Обнаженным и непосредственным языком своего антитеатра Лесь Подервянский словно решил доказать и обнародовать, что любому канону всегда можно противопоставить антиканон, который, кстати, тоже способен стать альтернативным каноном; что этика — явление столь же структурировано, полицентрично, многосоставно, сколь и общество со всеми своими слоями, сословиями, пластами; что способность к игре (в том числе и эстетичной, литературно-артистической) — один из признаков свободного, раскованного, раскомплексованного человека, «о котором так много говорилось».

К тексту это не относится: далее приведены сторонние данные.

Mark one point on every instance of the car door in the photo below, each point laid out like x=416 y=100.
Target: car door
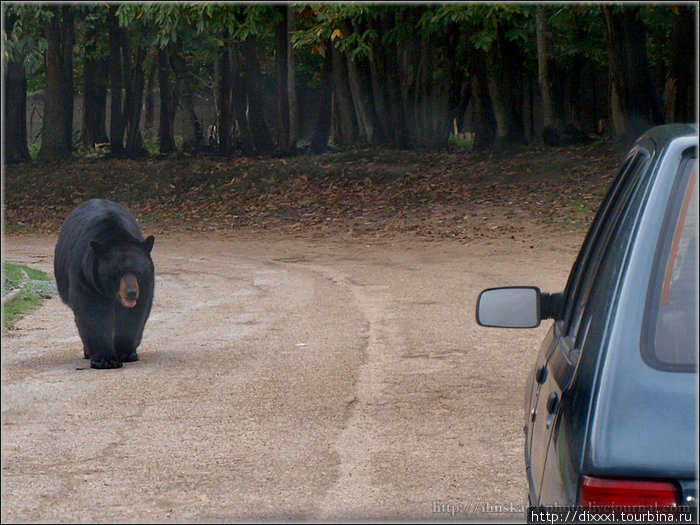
x=560 y=353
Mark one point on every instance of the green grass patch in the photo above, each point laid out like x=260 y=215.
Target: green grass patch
x=34 y=286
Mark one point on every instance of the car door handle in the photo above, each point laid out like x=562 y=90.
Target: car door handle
x=541 y=374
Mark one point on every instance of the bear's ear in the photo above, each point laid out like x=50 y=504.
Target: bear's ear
x=97 y=247
x=148 y=243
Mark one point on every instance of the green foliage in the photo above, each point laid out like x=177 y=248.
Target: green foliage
x=34 y=286
x=24 y=41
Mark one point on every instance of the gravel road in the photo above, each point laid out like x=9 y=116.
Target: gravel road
x=281 y=378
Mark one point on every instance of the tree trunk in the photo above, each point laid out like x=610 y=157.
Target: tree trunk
x=15 y=114
x=633 y=101
x=15 y=106
x=135 y=80
x=149 y=101
x=551 y=125
x=240 y=102
x=484 y=125
x=94 y=95
x=361 y=89
x=117 y=125
x=281 y=71
x=192 y=134
x=500 y=111
x=291 y=81
x=166 y=135
x=680 y=102
x=346 y=131
x=57 y=128
x=256 y=103
x=319 y=139
x=223 y=98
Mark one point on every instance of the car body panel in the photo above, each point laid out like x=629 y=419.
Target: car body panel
x=613 y=414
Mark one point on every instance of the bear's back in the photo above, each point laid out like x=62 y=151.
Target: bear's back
x=99 y=220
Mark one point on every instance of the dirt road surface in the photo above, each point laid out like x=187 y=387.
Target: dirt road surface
x=281 y=378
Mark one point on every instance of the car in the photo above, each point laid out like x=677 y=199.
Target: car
x=611 y=408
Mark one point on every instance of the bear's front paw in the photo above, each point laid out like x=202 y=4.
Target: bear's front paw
x=129 y=357
x=108 y=362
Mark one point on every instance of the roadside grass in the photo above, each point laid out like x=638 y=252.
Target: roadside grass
x=23 y=289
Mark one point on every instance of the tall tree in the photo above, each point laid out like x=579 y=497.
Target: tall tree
x=57 y=126
x=15 y=96
x=680 y=85
x=551 y=123
x=95 y=78
x=633 y=103
x=282 y=81
x=168 y=103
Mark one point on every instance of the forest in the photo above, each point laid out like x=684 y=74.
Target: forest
x=389 y=75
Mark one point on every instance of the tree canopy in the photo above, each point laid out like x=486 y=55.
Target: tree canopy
x=390 y=75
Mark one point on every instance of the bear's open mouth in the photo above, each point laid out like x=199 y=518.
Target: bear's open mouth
x=128 y=303
x=128 y=290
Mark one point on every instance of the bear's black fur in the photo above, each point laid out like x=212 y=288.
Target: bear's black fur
x=104 y=272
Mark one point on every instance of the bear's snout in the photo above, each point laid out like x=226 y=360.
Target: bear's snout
x=128 y=290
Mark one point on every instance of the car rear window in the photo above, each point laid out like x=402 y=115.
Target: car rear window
x=671 y=340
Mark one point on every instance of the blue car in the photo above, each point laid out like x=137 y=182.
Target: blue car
x=611 y=407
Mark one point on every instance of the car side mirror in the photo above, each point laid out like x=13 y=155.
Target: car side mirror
x=517 y=307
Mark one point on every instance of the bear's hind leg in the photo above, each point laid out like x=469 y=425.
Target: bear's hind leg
x=126 y=350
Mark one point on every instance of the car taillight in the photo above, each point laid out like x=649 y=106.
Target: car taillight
x=610 y=492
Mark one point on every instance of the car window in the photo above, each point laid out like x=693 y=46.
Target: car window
x=670 y=341
x=597 y=240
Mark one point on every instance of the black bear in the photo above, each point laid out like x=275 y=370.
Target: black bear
x=105 y=273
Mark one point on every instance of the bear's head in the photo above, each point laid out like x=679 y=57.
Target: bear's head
x=122 y=269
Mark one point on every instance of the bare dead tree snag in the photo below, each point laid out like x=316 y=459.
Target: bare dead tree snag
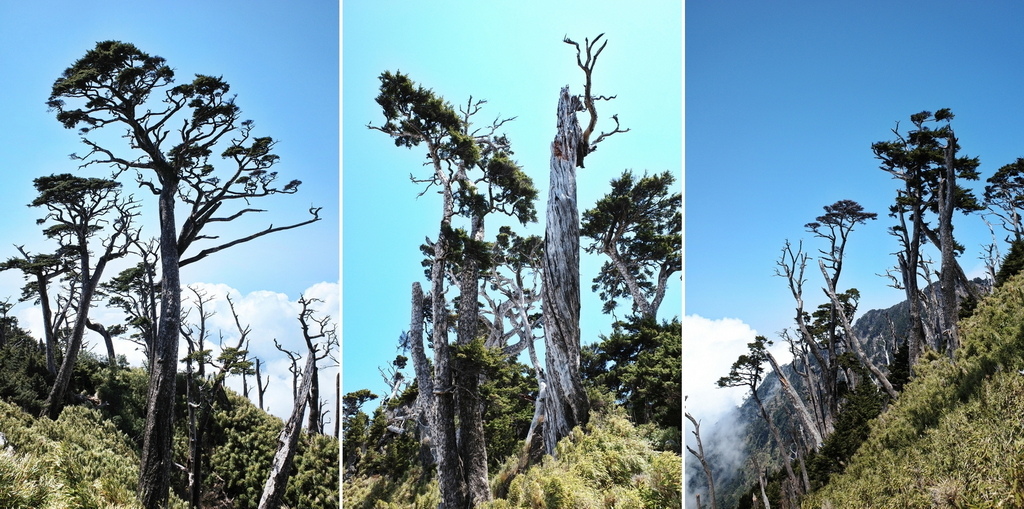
x=699 y=455
x=313 y=329
x=567 y=405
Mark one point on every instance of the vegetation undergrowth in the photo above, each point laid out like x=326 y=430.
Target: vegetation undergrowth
x=80 y=460
x=609 y=463
x=955 y=436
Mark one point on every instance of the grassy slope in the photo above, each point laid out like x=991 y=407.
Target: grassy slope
x=955 y=435
x=83 y=460
x=609 y=464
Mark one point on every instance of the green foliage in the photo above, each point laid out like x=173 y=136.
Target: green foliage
x=641 y=363
x=947 y=441
x=1012 y=263
x=314 y=482
x=860 y=406
x=80 y=460
x=25 y=380
x=639 y=220
x=243 y=440
x=607 y=464
x=508 y=398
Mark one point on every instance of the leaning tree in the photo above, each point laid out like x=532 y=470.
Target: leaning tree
x=566 y=405
x=475 y=175
x=172 y=134
x=638 y=225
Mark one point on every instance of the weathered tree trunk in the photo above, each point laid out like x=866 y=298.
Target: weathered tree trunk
x=450 y=470
x=313 y=422
x=48 y=330
x=798 y=401
x=337 y=406
x=567 y=406
x=425 y=395
x=790 y=473
x=90 y=279
x=946 y=196
x=793 y=265
x=699 y=455
x=472 y=444
x=108 y=340
x=155 y=471
x=288 y=441
x=853 y=340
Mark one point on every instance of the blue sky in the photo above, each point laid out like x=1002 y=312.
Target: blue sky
x=282 y=60
x=511 y=54
x=783 y=100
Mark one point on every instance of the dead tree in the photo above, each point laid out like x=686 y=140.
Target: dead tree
x=699 y=455
x=567 y=405
x=318 y=335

Однако было бы откровенным упрощением сводить язык текстов сборника «Павлік Морозов» исключительно к мату. В своей основе языковая картина Леся Подервянского представляет собой не такое уж однозначное и одномерное явление, поскольку содержит довольно пестрые и разнополюсные языковые рисунки.

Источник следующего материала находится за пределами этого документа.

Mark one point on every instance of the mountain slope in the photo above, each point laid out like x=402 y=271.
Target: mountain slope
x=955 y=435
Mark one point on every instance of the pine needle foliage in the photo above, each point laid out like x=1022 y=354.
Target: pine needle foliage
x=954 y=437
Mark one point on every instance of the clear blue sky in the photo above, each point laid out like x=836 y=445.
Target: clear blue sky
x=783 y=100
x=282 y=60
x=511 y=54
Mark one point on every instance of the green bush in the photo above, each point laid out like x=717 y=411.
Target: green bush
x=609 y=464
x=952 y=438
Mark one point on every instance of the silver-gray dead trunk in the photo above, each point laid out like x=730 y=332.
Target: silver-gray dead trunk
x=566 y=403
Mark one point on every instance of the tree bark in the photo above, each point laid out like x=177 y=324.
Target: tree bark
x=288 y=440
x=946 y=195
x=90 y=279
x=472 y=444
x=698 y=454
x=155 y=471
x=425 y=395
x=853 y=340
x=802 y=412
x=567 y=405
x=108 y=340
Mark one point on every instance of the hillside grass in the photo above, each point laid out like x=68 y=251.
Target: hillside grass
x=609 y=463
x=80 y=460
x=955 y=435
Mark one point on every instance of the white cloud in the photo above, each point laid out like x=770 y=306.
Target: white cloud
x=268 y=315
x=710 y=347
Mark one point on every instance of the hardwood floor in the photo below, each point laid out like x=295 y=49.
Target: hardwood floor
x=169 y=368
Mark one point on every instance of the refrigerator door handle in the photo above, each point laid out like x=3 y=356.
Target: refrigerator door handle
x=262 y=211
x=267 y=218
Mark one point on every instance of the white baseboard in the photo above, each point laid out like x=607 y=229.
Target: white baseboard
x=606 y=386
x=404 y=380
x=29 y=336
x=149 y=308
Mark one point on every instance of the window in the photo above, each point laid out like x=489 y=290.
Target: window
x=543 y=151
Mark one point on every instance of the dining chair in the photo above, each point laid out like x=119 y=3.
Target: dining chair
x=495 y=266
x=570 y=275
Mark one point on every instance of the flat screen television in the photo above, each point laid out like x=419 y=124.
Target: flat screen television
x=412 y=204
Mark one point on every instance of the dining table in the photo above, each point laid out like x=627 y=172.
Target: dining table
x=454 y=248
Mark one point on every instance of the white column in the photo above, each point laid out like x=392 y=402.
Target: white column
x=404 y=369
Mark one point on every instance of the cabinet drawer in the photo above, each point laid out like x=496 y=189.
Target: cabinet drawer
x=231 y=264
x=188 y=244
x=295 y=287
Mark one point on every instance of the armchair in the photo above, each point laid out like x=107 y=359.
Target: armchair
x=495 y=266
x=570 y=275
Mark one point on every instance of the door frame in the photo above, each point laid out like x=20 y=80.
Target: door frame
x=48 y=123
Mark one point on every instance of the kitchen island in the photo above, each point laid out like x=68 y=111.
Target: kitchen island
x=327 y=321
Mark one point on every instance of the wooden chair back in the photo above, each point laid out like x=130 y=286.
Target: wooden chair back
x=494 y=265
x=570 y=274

Ведущая интонация его текстов — стилизация под просторечие. (Стилизация, между прочим, тоже вариант и плоскость игры.) А просторечие у Подервянского особое — это слияние разговорного и книжного стилей, комического и пародийного проявлений, натуральных и гротескного начал. Это абсурдный, немыслимый и тем привлекательный дуэт русского языка с украинскою мовою; это игривый ракурс русского языка с украинским написанием; это симбиоз вроде русского и вроде украинского языков.

Однако этими штрихами языковой портрет Подервянского далеко не исчерпывается. Ему также присуща комически-пародийная форма представления подчеркнуто культурных реалий. Его тексты довольно обильно и вроде незаметно расписаны такими понятиями, образами, высказываниями, как «храм Аполлона», «художник Перов», «Ницше», «Сфинкс», «Макаренко», «пела о Мишел», «астралы», «фильм Хичкока», «в стиле рококо», «магия слова», «начинает тихо играть АББА» и даже уже совсем великосветским «априори», обрамленные и оттененные, ясное дело, густым заниженно-бытовым окружением.

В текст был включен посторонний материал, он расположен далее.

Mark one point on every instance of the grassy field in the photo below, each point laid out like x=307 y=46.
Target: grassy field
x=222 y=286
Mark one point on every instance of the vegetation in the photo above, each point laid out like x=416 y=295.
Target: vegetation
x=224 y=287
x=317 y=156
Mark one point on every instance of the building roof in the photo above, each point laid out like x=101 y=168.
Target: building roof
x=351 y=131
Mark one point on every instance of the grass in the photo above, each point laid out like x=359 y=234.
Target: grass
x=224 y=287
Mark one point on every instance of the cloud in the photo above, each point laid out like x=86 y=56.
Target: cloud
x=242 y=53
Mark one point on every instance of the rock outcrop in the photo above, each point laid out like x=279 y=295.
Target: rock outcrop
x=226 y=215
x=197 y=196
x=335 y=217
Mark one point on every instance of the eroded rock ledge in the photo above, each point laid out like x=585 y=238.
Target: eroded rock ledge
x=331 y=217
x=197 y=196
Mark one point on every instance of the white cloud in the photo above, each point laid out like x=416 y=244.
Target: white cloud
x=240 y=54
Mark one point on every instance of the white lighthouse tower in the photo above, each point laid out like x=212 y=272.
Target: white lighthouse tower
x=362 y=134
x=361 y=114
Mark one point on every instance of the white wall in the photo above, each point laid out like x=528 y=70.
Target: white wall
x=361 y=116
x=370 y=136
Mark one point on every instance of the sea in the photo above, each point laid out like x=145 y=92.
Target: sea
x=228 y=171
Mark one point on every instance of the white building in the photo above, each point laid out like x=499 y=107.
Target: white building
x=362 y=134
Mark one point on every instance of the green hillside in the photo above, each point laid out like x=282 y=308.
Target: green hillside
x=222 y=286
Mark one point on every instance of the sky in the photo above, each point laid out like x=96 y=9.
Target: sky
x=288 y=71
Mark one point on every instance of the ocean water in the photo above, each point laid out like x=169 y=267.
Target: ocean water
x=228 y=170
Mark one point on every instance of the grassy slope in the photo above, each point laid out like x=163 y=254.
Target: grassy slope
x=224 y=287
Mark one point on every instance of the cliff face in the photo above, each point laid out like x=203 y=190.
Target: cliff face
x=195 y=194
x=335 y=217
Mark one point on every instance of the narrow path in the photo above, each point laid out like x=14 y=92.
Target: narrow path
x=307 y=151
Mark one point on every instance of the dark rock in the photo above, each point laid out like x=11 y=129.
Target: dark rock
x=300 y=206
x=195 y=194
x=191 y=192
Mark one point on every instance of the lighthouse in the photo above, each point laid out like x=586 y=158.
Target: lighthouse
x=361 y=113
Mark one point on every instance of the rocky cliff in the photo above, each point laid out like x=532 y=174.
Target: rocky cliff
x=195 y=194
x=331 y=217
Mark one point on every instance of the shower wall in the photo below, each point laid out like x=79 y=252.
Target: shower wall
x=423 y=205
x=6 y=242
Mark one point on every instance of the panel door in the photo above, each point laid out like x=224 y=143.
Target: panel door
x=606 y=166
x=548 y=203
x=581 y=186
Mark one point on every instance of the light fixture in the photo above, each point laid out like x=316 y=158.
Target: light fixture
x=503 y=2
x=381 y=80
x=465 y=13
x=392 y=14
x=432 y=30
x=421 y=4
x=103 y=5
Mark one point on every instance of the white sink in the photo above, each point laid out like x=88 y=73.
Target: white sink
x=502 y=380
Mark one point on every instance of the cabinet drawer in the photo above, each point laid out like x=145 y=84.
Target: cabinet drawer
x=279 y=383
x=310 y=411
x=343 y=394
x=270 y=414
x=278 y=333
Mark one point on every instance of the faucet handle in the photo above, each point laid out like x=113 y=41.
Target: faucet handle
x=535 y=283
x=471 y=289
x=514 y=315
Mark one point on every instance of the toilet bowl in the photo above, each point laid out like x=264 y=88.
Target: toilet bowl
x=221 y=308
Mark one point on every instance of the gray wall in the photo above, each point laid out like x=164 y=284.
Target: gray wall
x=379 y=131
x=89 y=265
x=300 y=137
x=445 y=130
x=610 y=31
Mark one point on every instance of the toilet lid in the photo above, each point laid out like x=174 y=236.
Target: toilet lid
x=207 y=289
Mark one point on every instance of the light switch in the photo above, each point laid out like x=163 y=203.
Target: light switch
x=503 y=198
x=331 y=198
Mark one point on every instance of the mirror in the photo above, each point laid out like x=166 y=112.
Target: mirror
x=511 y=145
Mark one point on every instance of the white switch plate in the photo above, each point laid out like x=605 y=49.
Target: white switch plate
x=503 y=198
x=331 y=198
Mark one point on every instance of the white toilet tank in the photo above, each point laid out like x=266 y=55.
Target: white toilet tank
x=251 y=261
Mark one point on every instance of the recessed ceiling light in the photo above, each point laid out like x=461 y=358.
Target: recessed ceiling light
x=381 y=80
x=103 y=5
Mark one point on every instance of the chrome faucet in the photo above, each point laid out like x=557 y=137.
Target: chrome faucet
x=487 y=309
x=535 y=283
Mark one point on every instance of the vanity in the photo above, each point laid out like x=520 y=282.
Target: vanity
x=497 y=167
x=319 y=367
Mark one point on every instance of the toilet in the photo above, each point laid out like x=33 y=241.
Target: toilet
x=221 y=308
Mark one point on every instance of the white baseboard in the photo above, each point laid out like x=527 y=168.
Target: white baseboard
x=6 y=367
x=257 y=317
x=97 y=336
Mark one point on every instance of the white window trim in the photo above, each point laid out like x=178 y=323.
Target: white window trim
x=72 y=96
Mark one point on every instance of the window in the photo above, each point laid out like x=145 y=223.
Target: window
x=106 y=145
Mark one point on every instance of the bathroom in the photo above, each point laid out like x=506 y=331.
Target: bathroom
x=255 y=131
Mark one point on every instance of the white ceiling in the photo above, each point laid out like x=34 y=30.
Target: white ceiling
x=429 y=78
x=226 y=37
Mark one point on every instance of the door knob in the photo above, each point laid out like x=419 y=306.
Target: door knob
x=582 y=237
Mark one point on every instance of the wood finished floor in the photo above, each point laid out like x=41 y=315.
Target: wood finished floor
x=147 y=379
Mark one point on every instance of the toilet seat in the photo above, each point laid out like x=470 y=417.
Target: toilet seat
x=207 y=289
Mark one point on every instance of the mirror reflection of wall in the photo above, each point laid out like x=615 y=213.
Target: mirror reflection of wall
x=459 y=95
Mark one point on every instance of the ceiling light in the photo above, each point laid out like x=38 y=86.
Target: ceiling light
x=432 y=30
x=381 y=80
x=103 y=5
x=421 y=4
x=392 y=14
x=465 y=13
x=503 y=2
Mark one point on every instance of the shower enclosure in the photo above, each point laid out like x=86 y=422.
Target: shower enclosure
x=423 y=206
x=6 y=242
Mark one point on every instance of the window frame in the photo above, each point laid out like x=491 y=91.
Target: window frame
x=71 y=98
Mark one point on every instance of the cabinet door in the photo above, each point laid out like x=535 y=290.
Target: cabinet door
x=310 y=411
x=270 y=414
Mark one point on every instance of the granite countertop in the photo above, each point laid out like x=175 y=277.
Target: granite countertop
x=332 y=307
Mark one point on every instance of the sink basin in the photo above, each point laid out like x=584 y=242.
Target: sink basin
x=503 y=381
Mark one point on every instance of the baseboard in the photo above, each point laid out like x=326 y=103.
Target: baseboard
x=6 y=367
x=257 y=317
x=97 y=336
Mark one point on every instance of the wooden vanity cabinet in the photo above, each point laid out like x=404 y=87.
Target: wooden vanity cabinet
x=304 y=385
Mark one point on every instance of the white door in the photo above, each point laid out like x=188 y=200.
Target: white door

Лесь Подервянский — представитель многогранной и интеллектуальной культуры, эстет и художественный гурман, знаток нюансов эстетики и поэтики — играет в стилизованно-просторечный язык, а его посредством — в такую же культуру и действительность, поскольку они заряжены просто-таки неограниченным пространством для иронического интонирования. А ироничность — одна из ипостасей свободы художника. И беспроигрышная партия художественной игры. И эта игра прозрачно засвечивается в отдельных строчках вроде «одет он неаккуратно, с претензией на хамство» («Васіліса Єгоровна і мужичкі»), которые способен выписать только утонченно наблюдательный и по-артистичному чувствительный человек.

Подервянский играет потому, что он художник по своему внутреннему состоянию, по духу, по определению, поскольку он ощущает: там, где нет игры, и искусства не существует. Его драматическая игра — это альтернатива всему, что он расценивает как маскульт, стандарт и канон. А различие между ними, по его логике, не столь уж и существенно, поскольку и канон, и стандарт, и маскульт унифицируют человека и человеческое. Иначе говоря, делают все то, что и пародируют «маски-шоу» от Леся Подервянского.

А еще тексты «Павліка Морозова» — это игра интеллектуала, ощущающего и осознающего, что единственное, что остается интеллектуально нерядовой личности в неуютном и расхлябанном социуме, — это не оставлять своей игры, которая ее спасает и дает силы для дыхания.

Лесь Подерв’янський. Павлік Морозов: П’єси. — Харків: Фоліо, 2005.